# Anyone with DP/DR since childhood



## Another Name (Mar 18, 2011)

Hi,

I remember suffering from and with it with about 10 years, and I think it wasn't new to be then. I've almost always been totally out of reality during the (more or less) last 30 years.
May I ever fully recover from it? It's just horrible.


----------



## Jeremiah (Mar 1, 2011)

did you always have anxiety?


----------



## Another Name (Mar 18, 2011)

I don't remember. Why?

My therapist thinks that my personal frontiers might have been violated several times, but I don't remember anything. I don't remember when I started to be afraid of other people, I don't remember how I was as I child. Maybe I can remember something in a few days as I'm far away at the moment and cant think very clear...


----------



## girlie (Apr 1, 2010)

--


----------



## Another Name (Mar 18, 2011)

girlie, I have a good therapist and I have some more 30 sessions for free, I don't trust people, but I trust him.

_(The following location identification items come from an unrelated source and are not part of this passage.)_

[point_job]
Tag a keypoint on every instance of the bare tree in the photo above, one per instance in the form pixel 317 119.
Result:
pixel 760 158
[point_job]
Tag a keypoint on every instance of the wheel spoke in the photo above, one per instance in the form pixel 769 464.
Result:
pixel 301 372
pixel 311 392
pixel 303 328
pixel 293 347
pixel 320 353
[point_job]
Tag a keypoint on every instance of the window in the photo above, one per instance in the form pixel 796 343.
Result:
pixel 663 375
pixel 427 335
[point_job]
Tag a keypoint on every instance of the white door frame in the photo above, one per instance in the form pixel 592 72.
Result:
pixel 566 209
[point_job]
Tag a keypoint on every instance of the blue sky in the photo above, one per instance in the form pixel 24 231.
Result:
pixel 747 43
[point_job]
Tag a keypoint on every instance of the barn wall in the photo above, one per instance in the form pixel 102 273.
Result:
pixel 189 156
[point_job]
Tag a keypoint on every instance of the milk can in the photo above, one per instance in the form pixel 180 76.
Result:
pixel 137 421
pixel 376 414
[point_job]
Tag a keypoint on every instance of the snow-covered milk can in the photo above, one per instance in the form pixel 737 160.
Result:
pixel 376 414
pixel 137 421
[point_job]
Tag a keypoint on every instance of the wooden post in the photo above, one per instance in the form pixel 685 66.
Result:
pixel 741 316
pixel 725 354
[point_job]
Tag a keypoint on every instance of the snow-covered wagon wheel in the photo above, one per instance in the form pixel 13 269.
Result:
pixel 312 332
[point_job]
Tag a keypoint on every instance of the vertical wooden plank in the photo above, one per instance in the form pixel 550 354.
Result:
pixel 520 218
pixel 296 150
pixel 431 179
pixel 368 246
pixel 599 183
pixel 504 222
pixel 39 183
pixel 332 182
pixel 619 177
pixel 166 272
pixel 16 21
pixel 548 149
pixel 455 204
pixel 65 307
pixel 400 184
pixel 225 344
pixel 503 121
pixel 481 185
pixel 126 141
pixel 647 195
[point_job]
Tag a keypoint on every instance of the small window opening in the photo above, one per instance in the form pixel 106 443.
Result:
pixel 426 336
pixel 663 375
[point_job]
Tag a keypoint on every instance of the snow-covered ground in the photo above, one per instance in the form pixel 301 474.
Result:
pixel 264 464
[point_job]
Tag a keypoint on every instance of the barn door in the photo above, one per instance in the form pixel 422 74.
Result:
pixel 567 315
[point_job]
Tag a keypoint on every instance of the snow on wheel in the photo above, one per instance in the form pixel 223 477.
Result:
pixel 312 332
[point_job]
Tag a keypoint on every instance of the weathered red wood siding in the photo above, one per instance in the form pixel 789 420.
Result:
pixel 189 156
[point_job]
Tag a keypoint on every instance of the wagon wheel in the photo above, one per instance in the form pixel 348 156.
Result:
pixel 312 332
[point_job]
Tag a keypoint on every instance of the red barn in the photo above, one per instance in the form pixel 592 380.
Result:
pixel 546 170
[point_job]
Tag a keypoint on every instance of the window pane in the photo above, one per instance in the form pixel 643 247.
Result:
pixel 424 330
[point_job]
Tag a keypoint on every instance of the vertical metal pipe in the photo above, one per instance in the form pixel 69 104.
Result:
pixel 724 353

Maybe he can help me out of this.


----------



## girlie (Apr 1, 2010)

--


----------



## Guest (Mar 22, 2011)

Dissociating at 3. 'Out of body' at 5. 'Internal family' of 14 (?) parts at 47 years of age

I'm working on it.....I'll get back to you when I'm cured.


----------



## Another Name (Mar 18, 2011)

Philos said:


> Dissociating at 3. 'Out of body' at 5. 'Internal family' of 14 (?) parts at 47 years of age
> 
> I'm working on it.....I'll get back to you when I'm cured.


Dissociating at 3?







How can you remember THAT? I can go back to the age of 10, maybe 9, and have some earlier fragments of maybe being outside of my body...


----------



## wouhou (Mar 11, 2010)

Hi, i have been dpd since my 12 years (i think little episode before but not sure), i have 21 now and yes you can recover.

Nothing is definitive, you must learn to your brain to operate differently.
For example when i'm really concentrate (it's really hard to begin) i feel my dp down, and i'm trying everytimes to be concentrate.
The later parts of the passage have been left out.